GENERIC DRUG REGISTRATION AND COUNTRY-SPECIFIC REQUIREMENTS IN SAUDI ARABIA, QATAR, BAHRAIN, AND OMAN

Abstract

Objective: This research aims to examine the regulatory framework and prerequisites for generic drug registration in the Middle East and North Africa (MENA) region, with a specific focus on the countries that make up the Gulf Cooperation Council (GCC). This will enable a deeper understanding of the procedures, records, schedules, and discrepancies related to registration. Methods: The study makes use of an extensive examination of the rules, regulations, and practices about the registration of generic drugs in the MENA. Official government sites, regulatory agencies, and respectable trade journals for the pharmaceutical sector were used as sources of information. The main procedures for registering generic drugs were explained and inspected, encompassing the submission of documents, dossier preparation, bioavailability/bioequivalence tests, and application filing. Results: There are substantial growth prospects for generics. Research highlights the sequential registration process for generic drugs, submitting documents electronically using the Common Technical Document (eCTD) method. For registration to be successful, specific records and data such as bioavailability/bioequivalence research data must be provided.

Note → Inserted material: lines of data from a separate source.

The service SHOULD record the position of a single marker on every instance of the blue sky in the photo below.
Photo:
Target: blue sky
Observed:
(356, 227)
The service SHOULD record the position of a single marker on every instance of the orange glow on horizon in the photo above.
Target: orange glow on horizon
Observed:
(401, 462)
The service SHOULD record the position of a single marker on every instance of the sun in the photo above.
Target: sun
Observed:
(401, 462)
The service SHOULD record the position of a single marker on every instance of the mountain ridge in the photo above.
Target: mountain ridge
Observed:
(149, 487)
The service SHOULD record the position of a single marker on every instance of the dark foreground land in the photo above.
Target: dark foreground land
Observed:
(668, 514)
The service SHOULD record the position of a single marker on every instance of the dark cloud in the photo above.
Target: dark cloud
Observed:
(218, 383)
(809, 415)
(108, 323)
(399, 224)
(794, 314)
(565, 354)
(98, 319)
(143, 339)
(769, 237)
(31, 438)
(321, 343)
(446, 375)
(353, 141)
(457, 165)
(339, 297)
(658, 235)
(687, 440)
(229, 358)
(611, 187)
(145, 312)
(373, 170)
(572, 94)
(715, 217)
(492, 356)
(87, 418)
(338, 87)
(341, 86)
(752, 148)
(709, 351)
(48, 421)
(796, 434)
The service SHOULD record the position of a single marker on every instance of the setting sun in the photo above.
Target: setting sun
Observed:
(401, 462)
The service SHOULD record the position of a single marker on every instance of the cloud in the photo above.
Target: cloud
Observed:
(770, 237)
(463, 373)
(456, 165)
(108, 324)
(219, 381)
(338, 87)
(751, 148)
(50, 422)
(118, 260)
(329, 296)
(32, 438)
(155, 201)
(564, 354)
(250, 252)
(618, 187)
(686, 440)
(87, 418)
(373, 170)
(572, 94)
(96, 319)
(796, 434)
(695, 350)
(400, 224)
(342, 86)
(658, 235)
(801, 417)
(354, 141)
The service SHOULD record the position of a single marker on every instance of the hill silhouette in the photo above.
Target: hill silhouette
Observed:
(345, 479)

Conclusion: The effective registration of generic medications in the MENA region, especially in the GCC nations, depends on understanding and abiding by nation-specific regulatory standards. The research offers a tactical guide that outlines the essential procedures, paperwork needs, and regional variances in the generic medicine registration process. The goal is to offer affordable healthcare solutions by navigating the regulatory landscape meticulously and streamlining the approval and market entry process for generic pharmaceuticals in the MENA region.